Не успел я с комиссаром проехать и километр, как из-за поворота дороги показалась большая группа пленных гитлеровцев под охраной... двух мальчиков с автоматами!.. Вслед за ними шло человек тридцать парней и мужиков. Многие из них были вооружены, некоторые ранены и перевязаны свежими бинтами. Замыкал шествие высокий голубоглазый богатырь в красной клетчатой рубахе. На плече он нес ведерную кадку.
Когда мы поравнялись с ним, я приподнялся на стременах и заглянул внутрь кадки. Моему примеру последовал и Емельянов. Кадка чуть ли не доверху была полна свежепросоленными огурцами...
Я рассмеялся, поняв, в чем дело, но комиссар только пожал плечами. Он хотел что-то спросить у меня, но в это время из-за поворота дороги показалась большая толпа краснофлотцев. Впереди шел Никита Свернигора. Брови его сурово были сдвинуты, сталью отсвечивали глаза, и гневный голос гремел в толпе. Никита рассказывал о том, что видел на той стороне Тулоксы...
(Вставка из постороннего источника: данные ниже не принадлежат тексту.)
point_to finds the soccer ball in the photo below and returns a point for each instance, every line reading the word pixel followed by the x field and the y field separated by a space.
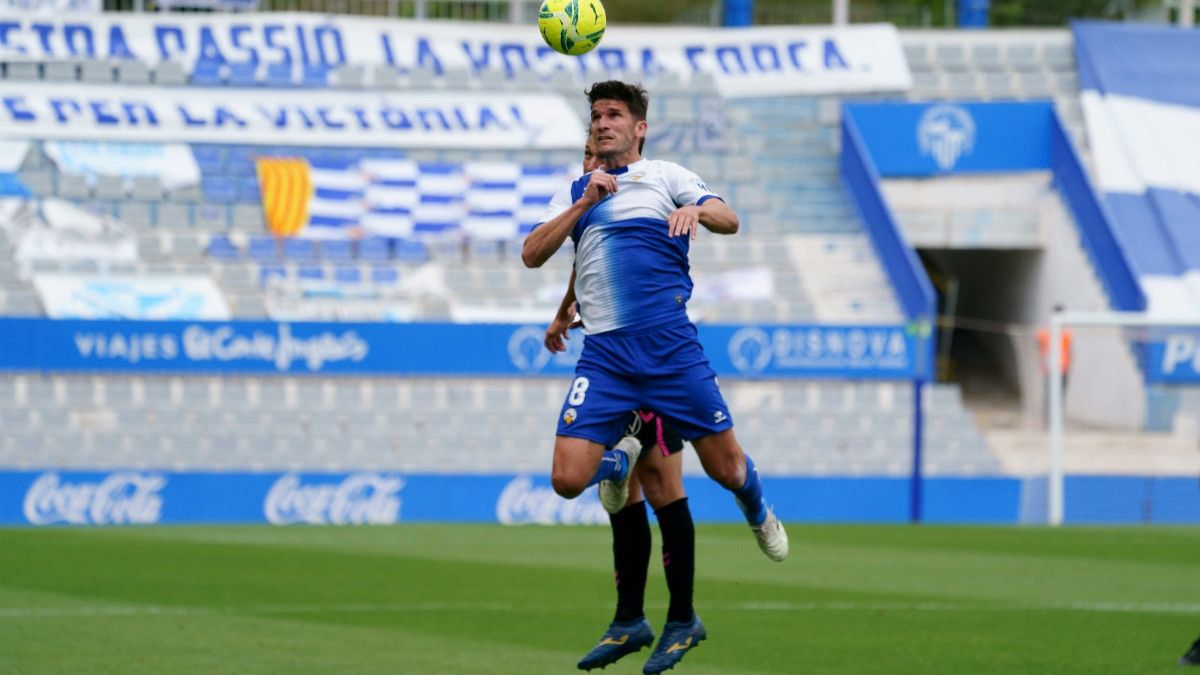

Проводив последний эшелон в Медвежьегорск, я и Огарков побрели по пустынной Кондопоге. Печально выглядел город без жителей. На пыльных улицах валялись развороченные сундуки, разбитые шкафы, детские люльки, раскрытые буквари и тетради. В разных частях города горели дома, но тушить их уже было некому.
Чуть ли не у каждых ворот лежало по две, по три собаки. Еще вчера с громким лаем стаями они носились по улицам, неведомо чему радуясь, а сегодня присмирели, лежали, положив морды на лапы, и слезящимися глазами провожали редких прохожих. Хозяева
их покинули, и это они чувствовали своим собачьим чутьем...
Я с Огарковым был оставлен для связи с передовыми частями, ведущими бои на Шуе, и нам предстояло добраться туда.
До моста через Суну мы доехали на пятитонке с боеприпасами, дальше пошли пешком.
Петрозаводское шоссе было безлюдно. Холодный ветер пробирал до костей, рвал полы наших шинелей. Шли мы пригнувшись, взявшись за руки. Мало веселого было в нашем положении, но мы не унывали. На то мы фронтовые журналисты! Ко всему еще с Огарковым было легко в любом, даже самом тяжелом походе. Газетчик он был молодой, но человек смелый, находчивый, изобретательный, прекрасный товарищ. Правда, у него был один существенный недостаток: он любил поесть, тяжело переносил голод.
Вот и в этом «походе на Шую» то и дело я слышал: «Хорошо бы покушать сейчас...»
Я тоже был голоден. Третий день мы почти ничего не ели. Но я старался не думать о еде, лелея в душе надежду добраться до первой солдатской кухни на Шуе, а там уж досыта поесть. Огарков же своим «Хорошо бы покушать сейчас...» возвращал меня к действительности, и тогда я чувствовал и голод, и холод, и усталость, и ноги начинали подкашиваться у меня.
После долгих размышлений я сказал:
— Знаешь что, Саша? Давай идти врозь. Так будет лучше.